Les bénéfices de l’intuition

En rencontrant un inconnu, qui n’est pas traversé par le sentiment instantané de savoir qui il est ?

L’intuition, c’est cette « pensée anticipatrice qui devance les preuves »

Elle permet d’avoir une vision immédiate, et donc de se passer du raisonnement rationnel, parfois long, et complexe. Elle permet aussi d’acquérir une sorte de certitude, donc de s’affranchir de l’inévitable doute.

Finalement, en matière de recrutement, elle présente des avantages économiques indéniables : elle permet de faire plus rapide, moins cher, et moins compliqué qu’avec des outils d’évaluation (utilisation de référentiels de compétences, entretiens annuels, tests, simulations, etc…).

Feeling et relationnel

Les partisans du recrutement intuitif vous répondront que le feeling est la première qualité d’un vendeur, sa capacité à « sentir » les situations, les personnes.

D’ailleurs, ils n’ont pas tort : les compétences commerciales sont avant tout des « savoir être », et des « savoir faire », et non des « savoirs ».

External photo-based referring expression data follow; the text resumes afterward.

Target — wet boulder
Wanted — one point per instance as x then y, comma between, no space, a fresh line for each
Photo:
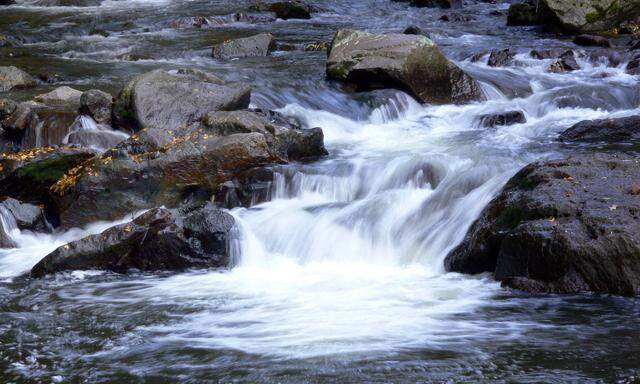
158,240
97,105
437,3
253,46
561,226
501,58
623,130
592,41
410,63
28,175
502,119
155,167
65,96
286,10
26,216
587,16
173,100
565,63
15,78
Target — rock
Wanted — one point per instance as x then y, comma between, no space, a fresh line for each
501,58
566,63
527,13
190,22
27,216
173,100
622,130
14,78
291,10
97,105
456,17
543,54
586,16
437,3
156,168
410,63
561,226
592,41
38,125
633,67
506,118
415,30
66,96
253,46
158,240
28,175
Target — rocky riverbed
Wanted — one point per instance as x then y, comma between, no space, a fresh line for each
320,191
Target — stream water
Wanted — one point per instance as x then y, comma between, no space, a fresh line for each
339,278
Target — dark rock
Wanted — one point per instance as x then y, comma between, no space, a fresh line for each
159,239
15,78
621,130
411,63
437,3
633,67
542,54
561,226
171,101
27,216
28,175
253,46
501,58
97,105
526,13
506,118
566,63
415,30
291,10
592,41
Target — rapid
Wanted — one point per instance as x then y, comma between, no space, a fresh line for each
339,276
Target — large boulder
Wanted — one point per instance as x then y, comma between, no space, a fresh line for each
561,226
28,175
14,78
253,46
623,130
173,100
582,16
410,63
154,167
159,239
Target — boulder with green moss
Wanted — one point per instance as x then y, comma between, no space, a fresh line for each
411,63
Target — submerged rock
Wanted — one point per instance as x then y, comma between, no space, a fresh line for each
159,239
173,100
65,96
97,105
155,167
506,118
561,226
621,130
253,46
410,63
500,58
14,78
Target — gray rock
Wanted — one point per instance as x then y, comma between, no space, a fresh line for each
158,240
172,101
561,226
253,46
97,105
14,78
407,62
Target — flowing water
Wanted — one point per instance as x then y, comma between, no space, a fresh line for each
339,277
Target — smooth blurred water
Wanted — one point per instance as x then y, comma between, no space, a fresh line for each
339,278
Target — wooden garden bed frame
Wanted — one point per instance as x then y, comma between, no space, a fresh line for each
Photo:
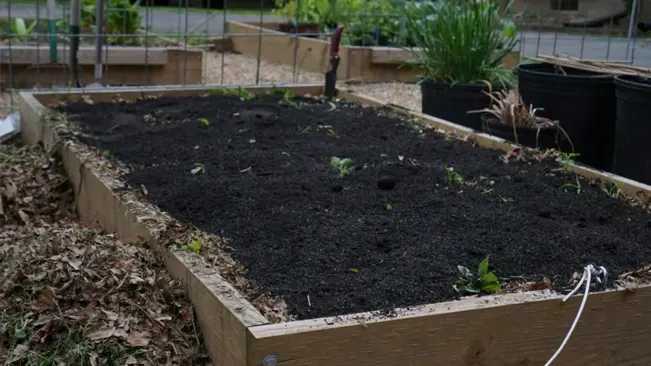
369,64
122,66
510,329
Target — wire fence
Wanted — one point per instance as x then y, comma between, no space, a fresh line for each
146,45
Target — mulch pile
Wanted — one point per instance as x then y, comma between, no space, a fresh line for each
70,295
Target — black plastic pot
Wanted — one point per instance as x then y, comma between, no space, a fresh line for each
584,104
543,138
633,131
452,102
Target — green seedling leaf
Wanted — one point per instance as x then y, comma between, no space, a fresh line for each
490,287
465,272
462,282
194,246
482,270
198,168
343,166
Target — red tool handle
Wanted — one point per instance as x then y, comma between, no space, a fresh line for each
334,48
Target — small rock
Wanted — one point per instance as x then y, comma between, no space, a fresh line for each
386,182
545,214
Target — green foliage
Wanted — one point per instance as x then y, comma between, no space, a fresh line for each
460,42
567,160
21,30
484,282
342,165
612,190
452,176
123,19
193,246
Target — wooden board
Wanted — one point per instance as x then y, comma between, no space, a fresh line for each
503,330
32,55
368,64
181,67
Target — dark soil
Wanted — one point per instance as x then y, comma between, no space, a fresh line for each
301,231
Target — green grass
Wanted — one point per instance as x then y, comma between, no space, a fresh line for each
171,9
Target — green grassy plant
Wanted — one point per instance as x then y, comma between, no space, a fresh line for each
463,42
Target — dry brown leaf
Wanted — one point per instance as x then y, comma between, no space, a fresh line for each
545,284
19,352
138,339
23,216
10,190
92,357
100,334
75,263
46,300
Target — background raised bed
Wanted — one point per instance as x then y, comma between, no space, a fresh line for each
371,64
121,66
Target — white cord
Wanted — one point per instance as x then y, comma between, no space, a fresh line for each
588,272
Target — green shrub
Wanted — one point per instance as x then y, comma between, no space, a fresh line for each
461,42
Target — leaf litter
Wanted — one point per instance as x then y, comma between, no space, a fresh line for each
71,295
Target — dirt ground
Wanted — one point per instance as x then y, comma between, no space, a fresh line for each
239,69
388,233
71,295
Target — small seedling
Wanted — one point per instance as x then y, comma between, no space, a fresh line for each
568,160
241,93
417,126
198,169
612,190
343,166
194,246
288,97
483,282
576,185
452,176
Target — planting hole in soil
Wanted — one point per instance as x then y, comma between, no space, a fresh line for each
340,209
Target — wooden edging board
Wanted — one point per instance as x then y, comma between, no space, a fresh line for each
369,64
30,66
511,329
33,55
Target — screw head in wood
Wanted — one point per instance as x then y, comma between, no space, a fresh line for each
270,360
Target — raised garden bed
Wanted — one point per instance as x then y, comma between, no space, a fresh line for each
122,66
258,173
372,64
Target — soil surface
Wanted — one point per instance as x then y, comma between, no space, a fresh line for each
333,246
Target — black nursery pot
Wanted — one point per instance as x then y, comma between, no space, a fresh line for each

Ensuite, les métiers de la vente sont des métiers relationnels. Et dans une relation, on est (au moins) deux. Evaluer une personne implique une relation avec le recruteur, qui n’est par définition pas complètement neutre.

Par exemple, l’enthousiasme d’un candidat est une qualité que le recruteur ressent lors de l’entretien, dans l’instant de la relation. Et il se dit, bien sur, « il saura communiquer cet enthousiasme à mes clients »

Intuition et biais

Mais un candidat enthousiaste lors de l’entretien sera-t-il enthousiaste avec vos clients ? Rien n’est moins sur.

Par exemple, il peut tout simplement chercher à ressembler au « stéréotype » du commercial énergique et positif que toutes les entreprises recherchent. C’est le biais de « désirabilité sociale ».

D’autres biais cognitifs suivent le même principe : notre jugement est parfois « dominé» par notre intuition, sans que nous nous en rendions toujours compte.

Les biais de la « poignée de main »

Solomon Asch montrait, dés les années 40, que nous devons nous méfier de nos premières impressions, car nous avons tendance à ne sélectionner et à n’interpréter que certaines informations (la poignée de main du vendeur).

Ce biais, bien connu sous le terme d’ « effet de halo », peut être ensuite renforcé par le « biais de confirmation ». Nous avons en effet tendance à rechercher des preuves soutenant nos croyances existantes (cf. les travaux de Peter Wason), plutôt que de les remettre en cause.

Enfin, si l’on suit Kahneman, nous avons une tendance extraordinaire à simplifier des problèmes complexes. C’est le syndrome de « l’Euréka » (« j’ai trouvé », en Grec) : nous avons l’impression de « voir » la solution, en nous affranchissant des efforts parfois harassants que nécessite la résolution de problèmes difficiles.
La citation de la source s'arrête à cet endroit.